Loin s’en faut. Chacun d’eux a du débourser pas moins de 7000 euros pour pouvoir finalement se procurer le fameux sésame qui lui permettrait de fouler sans ambages le sol italien. Une somme difficilement amortissable par ces temps de crise et d’embrasement incessant du coût de la vie. Mais pouvaient-il le savoir obnubilés qu’ils étaient par ces immigrés à l’embonpoint matériel outrageant, vrai ou fardé, qui reviennent, une fois l’an, au pays, fringues, 4×4, femmes et enfants attisant les envies et approfondissant les frustrations .
Visas estampillés sur leurs passeports, nos deux jeunes, fringants de fraicheur, arrivèrent ainsi à destination munis de contrats de travailleurs agricoles. Sérieux et assidus, ils se donnèrent à fond pour conquérir la confiance de leurs employeurs et mériter leur statut de nouveaux «zmagriya» sur la terre qu’on dit si prospère de l’Europe.
Jour après jour, semaine après semaine, mois après mois, loin de leurs attaches, ils se dévouèrent totalement à leur travail, faisant preuve de patience face à la rudesse de la tache et d’endurance face à la dureté de l’ouvrage. Ni l’usure physique, ni la sévérité du climat, ni encore moins les frustrations induites par leur déracinement ne pouvaient entamer leur détermination à forcer la reconnaissance de leurs employeurs et le respect de leurs compagnons.
En donnant le meilleur d’eux-mêmes, ils entretenaient l’espoir qu’ils cueilleraient les fruits de leur labeur et récolteraient les dividendes de leurs moissons. Les choses n’ont malheureusement pas évolué en cette direction. Privés de travail au bout de quelques mois, ils ont vu leur situation se dégrader petit à petit. Entre loyers exorbitants versés à des propriétaires sans scrupules de logements insalubres et dépenses dictées par la vie de tous les jours, leurs économies ont fini par se tarir et leur orgueil, par s’émousser.
C’est ainsi qu’ils ont fini par être acculés à élire domicile dans un tunnel en acier dans les parages d’Avezzano. Une situation inhumaine et de grande précarité porteuse de périls certains pour leur santé qui a éveillé l’attention de la presse locale avant d’être médiatisée à une plus grande échelle, notamment par le biais de la diffusion de vidéos sur Internet.
Les services consulaires marocains n’ont pas été en reste. Le Consul général du Maroc à Rome, Mohamed Basri, a fait le déplacement à Avezzano, à près de 80 km à l’Est de la capitale. Outre les intéressés eux-mêmes, il a eu des contacts avec le préfet et des responsables de la police pour élucider les péripéties de cette affaire.

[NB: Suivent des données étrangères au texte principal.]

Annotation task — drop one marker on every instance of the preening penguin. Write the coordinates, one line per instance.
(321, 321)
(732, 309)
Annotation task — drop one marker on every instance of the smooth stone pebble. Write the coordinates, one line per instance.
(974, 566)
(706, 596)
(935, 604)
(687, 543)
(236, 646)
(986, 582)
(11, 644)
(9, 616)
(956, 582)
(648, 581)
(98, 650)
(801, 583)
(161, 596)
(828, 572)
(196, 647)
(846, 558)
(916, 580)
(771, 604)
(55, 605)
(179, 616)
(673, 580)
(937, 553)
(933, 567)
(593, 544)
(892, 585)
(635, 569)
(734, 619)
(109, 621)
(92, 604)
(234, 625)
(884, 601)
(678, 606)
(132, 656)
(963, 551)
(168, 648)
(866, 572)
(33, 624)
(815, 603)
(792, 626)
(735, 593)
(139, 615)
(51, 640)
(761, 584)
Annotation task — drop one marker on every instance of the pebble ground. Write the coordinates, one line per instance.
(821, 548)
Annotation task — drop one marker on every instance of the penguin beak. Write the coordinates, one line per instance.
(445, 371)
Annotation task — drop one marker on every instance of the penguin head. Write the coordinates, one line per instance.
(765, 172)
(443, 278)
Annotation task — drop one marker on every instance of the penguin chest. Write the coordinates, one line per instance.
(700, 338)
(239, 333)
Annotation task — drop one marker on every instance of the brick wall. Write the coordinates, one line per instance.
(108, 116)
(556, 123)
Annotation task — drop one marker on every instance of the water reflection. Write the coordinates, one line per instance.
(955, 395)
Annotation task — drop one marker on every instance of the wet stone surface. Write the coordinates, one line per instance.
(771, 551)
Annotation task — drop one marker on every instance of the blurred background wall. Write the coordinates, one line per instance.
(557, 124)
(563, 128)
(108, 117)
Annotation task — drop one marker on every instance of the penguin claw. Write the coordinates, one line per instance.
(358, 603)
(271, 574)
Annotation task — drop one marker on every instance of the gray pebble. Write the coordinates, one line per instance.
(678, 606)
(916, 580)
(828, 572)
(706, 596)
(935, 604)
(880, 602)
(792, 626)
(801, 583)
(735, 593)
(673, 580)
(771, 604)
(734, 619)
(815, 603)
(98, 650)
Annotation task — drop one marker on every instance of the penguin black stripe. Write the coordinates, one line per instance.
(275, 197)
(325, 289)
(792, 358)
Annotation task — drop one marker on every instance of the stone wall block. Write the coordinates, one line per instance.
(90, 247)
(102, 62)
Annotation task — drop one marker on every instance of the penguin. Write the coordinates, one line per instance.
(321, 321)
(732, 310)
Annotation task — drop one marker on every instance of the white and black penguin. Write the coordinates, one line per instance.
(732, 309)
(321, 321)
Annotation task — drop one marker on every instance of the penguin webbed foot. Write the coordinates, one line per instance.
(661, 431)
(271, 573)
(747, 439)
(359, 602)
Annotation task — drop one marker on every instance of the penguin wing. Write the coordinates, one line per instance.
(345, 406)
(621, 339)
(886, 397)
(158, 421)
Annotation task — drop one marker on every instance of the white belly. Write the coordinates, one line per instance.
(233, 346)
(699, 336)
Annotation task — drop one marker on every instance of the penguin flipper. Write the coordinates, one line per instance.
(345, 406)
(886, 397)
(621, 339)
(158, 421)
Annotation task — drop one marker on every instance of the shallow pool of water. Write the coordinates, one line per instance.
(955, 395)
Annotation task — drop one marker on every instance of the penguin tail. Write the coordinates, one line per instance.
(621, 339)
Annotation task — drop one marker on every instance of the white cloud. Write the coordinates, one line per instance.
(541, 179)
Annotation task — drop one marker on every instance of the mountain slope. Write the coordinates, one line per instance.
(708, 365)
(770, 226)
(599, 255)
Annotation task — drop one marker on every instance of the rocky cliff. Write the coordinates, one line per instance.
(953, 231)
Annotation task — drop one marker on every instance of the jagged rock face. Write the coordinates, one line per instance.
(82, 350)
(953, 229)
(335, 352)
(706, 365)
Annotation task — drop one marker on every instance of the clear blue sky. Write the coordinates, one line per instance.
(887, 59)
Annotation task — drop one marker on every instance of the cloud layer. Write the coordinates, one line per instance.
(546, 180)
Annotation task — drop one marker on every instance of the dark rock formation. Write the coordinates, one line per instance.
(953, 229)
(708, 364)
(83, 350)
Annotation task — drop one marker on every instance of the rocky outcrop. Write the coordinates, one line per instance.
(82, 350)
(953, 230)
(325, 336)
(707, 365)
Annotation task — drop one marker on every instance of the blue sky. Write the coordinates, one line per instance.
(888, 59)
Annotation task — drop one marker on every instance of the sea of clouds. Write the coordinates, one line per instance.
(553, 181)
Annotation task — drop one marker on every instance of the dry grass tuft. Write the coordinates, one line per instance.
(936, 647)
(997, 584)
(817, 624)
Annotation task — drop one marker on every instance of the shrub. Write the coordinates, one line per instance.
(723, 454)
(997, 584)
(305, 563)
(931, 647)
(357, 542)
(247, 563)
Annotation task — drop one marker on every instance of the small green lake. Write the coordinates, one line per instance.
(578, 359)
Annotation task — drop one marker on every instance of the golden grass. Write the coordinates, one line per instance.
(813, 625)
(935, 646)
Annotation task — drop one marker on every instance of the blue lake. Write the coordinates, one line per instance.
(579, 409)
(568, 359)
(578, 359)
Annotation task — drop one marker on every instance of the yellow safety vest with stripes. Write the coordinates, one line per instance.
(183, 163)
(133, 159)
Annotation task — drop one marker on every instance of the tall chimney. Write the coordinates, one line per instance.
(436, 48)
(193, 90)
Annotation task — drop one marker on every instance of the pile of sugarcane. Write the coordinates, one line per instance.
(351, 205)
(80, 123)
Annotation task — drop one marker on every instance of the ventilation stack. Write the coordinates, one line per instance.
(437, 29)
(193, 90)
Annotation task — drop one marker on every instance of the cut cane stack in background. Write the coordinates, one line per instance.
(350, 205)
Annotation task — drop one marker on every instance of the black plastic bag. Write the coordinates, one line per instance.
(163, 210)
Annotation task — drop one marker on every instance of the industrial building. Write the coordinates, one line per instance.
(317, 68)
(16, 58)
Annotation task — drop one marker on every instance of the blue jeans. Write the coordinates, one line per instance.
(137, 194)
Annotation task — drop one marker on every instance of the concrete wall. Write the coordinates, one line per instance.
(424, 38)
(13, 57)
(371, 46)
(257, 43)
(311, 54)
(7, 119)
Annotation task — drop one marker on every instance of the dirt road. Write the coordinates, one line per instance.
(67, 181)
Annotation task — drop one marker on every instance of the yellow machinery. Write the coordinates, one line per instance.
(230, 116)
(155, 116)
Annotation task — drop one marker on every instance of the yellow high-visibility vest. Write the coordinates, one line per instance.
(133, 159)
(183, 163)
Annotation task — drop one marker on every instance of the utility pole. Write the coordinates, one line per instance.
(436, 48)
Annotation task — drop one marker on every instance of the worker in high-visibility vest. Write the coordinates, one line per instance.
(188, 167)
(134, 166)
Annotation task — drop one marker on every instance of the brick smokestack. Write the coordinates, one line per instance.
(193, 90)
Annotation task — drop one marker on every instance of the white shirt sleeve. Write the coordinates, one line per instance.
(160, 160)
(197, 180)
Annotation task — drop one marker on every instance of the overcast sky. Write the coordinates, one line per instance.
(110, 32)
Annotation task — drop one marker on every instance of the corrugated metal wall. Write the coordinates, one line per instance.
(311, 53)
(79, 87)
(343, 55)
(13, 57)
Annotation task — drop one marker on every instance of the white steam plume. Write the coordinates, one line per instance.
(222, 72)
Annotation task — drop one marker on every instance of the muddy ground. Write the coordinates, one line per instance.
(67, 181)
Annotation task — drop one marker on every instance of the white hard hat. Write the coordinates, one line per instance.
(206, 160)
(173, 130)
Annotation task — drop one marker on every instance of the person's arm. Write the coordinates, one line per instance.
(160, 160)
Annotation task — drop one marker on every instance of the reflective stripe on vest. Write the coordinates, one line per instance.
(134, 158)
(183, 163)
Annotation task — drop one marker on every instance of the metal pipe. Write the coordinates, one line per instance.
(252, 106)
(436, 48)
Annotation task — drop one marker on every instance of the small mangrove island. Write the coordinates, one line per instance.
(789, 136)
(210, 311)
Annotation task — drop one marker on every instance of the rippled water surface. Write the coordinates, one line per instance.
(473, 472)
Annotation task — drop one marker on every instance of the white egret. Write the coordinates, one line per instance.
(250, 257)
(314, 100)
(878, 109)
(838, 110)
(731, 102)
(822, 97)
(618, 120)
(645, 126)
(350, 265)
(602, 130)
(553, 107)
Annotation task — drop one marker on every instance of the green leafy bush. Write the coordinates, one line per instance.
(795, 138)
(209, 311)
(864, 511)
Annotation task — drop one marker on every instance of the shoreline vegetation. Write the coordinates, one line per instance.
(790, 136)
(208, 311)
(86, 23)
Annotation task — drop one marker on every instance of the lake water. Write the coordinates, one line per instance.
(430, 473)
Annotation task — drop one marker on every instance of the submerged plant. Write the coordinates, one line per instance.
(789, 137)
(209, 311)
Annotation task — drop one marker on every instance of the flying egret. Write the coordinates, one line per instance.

Le diplomate a également rencontré l’avocat des deux jeunes Marocains qui, à présent, ont été pris en charge par une association caritative en attendant, comme l’espèrent tous ceux qui ont eu à apprécier leur sérieux et leur honnêteté, un dénouement bienheureux de cette affaire. Une parmi tant d’autres en Italie où la traite des êtres humains fait malheureusement de nombreuses victimes parmi les aspirants à l’immigration qui, après avoir baigné dans le rêve du grand voyage, goûtent à l’amertume de la désillusion.
Omar et Khalil qui, malgré le dénuement, ne se sont jamais avisés de pécher ou de transgresser la loi de quelque manière que ce soit, attendent maintenant que justice leur soit faite. Ils l’espèrent vivement d’autant qu’au plus haut sommet de l’Etat, l’on ne cesse de répéter, comme cela fut encore le cas mardi dernier, que les immigrés et leurs enfants font partie intégrante de l’Italie et représentent une «grande source d’espérance» pour le pays.
Sortis d’un premier tunnel, nos deux jeunes marocains nourrissent, pour l’heure, l’espoir de pouvoir quitter un autre plus déterminant pour eux, celui les menant vers une vie décente et vers la reconnaissance effective de leurs mérites sur leur terre d’accueil.